Marriage, Smith says, “has added a new friend to the mix.”
Besides, he says, he has honored his wife's wishes and gently asked Mewes to move out. The actor has been living chez Smith, on and off for eight years, during his difficulties. But now that Harley Quinn is becoming more aware of things, says Smith, it's time for their 32-year-old guest to leave.
“Mewes is kinda bummed about that,” says Smith, “because he's living rent-free. She summed it up: ‘I gave you the first eight years. Give me the next eight.’ Just me, her and the kid.”
And the Internet fan base. Scott Mosier, Smith's longtime producer, points out that “Mallrats,” Smith's second movie, was “a box office bomb.” A $5 million film that was shot down in reviews, it made only $2.1 million in overall domestic box office. But its sales in the video store were quite another matter, he says. Universal, which distributed the film (Smith's only venture without Miramax heads Bob and Harvey Weinstein), never told him how much “Mallrats” made in video sales but did say it was enough to reissue a 10-year-anniversary DVD.
Much more important than the money, or lack of it, says Mosier, were “the tons of people who found that movie on video.
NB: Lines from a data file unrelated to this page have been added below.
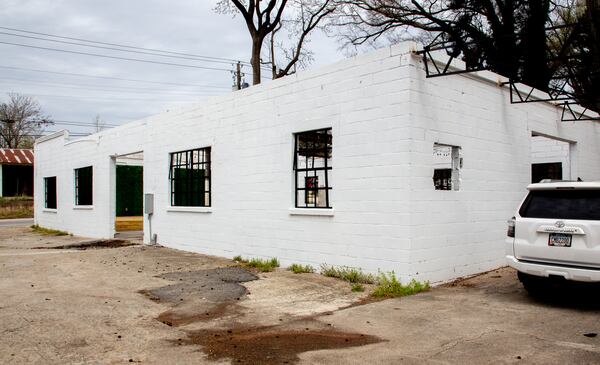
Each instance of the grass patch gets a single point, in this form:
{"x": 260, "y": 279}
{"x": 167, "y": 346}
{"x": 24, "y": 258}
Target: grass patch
{"x": 389, "y": 287}
{"x": 264, "y": 265}
{"x": 357, "y": 287}
{"x": 47, "y": 231}
{"x": 349, "y": 274}
{"x": 16, "y": 207}
{"x": 300, "y": 269}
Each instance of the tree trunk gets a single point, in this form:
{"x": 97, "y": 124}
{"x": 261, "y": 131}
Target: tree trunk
{"x": 255, "y": 60}
{"x": 534, "y": 46}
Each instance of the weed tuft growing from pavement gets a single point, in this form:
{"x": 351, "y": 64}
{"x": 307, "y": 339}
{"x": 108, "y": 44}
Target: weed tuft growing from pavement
{"x": 300, "y": 269}
{"x": 48, "y": 231}
{"x": 357, "y": 287}
{"x": 263, "y": 265}
{"x": 389, "y": 287}
{"x": 349, "y": 274}
{"x": 239, "y": 259}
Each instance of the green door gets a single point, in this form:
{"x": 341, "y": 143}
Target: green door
{"x": 130, "y": 185}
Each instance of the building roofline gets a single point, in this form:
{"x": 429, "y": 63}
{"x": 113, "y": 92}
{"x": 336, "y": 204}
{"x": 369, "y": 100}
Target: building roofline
{"x": 63, "y": 133}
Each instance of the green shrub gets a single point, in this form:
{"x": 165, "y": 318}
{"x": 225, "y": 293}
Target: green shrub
{"x": 264, "y": 265}
{"x": 48, "y": 231}
{"x": 300, "y": 269}
{"x": 349, "y": 274}
{"x": 16, "y": 207}
{"x": 239, "y": 259}
{"x": 357, "y": 287}
{"x": 389, "y": 287}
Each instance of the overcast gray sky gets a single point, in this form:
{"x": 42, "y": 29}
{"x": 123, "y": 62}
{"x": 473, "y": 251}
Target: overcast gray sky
{"x": 186, "y": 26}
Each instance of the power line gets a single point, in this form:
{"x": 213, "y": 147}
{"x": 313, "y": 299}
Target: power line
{"x": 112, "y": 78}
{"x": 82, "y": 124}
{"x": 102, "y": 98}
{"x": 115, "y": 49}
{"x": 109, "y": 88}
{"x": 115, "y": 57}
{"x": 124, "y": 46}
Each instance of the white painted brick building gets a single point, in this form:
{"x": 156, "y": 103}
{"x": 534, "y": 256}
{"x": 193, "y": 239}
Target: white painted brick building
{"x": 385, "y": 117}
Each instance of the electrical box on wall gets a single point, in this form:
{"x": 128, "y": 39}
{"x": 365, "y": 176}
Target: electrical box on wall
{"x": 148, "y": 203}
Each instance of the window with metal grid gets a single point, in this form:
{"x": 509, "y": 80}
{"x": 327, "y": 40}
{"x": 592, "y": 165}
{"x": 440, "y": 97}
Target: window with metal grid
{"x": 189, "y": 177}
{"x": 50, "y": 192}
{"x": 312, "y": 163}
{"x": 84, "y": 185}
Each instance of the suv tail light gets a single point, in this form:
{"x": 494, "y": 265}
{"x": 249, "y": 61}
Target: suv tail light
{"x": 510, "y": 232}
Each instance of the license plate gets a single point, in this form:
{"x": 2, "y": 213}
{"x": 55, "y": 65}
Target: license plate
{"x": 559, "y": 240}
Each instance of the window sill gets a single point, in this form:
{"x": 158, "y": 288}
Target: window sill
{"x": 326, "y": 212}
{"x": 190, "y": 209}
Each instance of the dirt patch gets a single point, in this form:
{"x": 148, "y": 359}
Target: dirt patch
{"x": 89, "y": 245}
{"x": 272, "y": 345}
{"x": 181, "y": 317}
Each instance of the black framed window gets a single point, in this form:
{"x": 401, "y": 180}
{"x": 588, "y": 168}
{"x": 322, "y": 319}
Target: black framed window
{"x": 83, "y": 185}
{"x": 50, "y": 192}
{"x": 312, "y": 163}
{"x": 189, "y": 178}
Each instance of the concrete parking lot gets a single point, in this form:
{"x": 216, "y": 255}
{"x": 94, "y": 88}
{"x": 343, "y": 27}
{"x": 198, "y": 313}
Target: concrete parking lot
{"x": 74, "y": 300}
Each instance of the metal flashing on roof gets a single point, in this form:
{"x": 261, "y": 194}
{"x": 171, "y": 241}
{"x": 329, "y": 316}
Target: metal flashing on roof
{"x": 16, "y": 156}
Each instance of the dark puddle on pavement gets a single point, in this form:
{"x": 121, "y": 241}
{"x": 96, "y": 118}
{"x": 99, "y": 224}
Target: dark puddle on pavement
{"x": 96, "y": 244}
{"x": 212, "y": 294}
{"x": 200, "y": 295}
{"x": 215, "y": 285}
{"x": 273, "y": 345}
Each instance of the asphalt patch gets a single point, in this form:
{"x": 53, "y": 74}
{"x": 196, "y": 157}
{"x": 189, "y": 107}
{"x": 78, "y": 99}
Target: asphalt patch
{"x": 214, "y": 285}
{"x": 272, "y": 345}
{"x": 96, "y": 244}
{"x": 200, "y": 295}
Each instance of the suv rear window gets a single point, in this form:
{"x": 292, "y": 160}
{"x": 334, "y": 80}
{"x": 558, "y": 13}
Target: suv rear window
{"x": 562, "y": 204}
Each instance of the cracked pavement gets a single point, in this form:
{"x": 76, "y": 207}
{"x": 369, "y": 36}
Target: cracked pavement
{"x": 64, "y": 306}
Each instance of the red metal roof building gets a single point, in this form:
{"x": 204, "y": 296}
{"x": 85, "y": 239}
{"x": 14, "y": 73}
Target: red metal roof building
{"x": 16, "y": 172}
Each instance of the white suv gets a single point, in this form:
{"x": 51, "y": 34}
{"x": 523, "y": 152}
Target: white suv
{"x": 556, "y": 233}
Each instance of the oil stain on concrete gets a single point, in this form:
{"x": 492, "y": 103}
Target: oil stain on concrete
{"x": 213, "y": 294}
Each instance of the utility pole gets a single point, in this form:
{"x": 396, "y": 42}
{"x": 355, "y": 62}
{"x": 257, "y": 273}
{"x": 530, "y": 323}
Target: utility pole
{"x": 238, "y": 76}
{"x": 238, "y": 81}
{"x": 9, "y": 123}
Our fan base grew out of that.”
Internet savvy has allowed Smith to have, and use, the kind of information most filmmakers delegate to studio research and marketing departments. Consequently, says Smith, he's a step ahead of his distributors when it comes to understanding the tastes and attitudes of his audience. For the past 40 weeks, for instance, he has been posting five-minute video shorts documenting moments from the making of “Clerks II” on http://clerks2.com/. It's a way, he says, of keeping his fans in the know — and piquing their interest.
“It's been a real education for the folks at the Weinstein Company,” says Smith, who says the Weinsteins were “kind of surprised” to find that sneak previews of the movie had played so well.
“We're, like, ‘We had a feeling because we're kind of dialed in to people who are potentially interested in seeing it.’”
And maybe, in another 10 years, “Clerks II: The Anniversary.”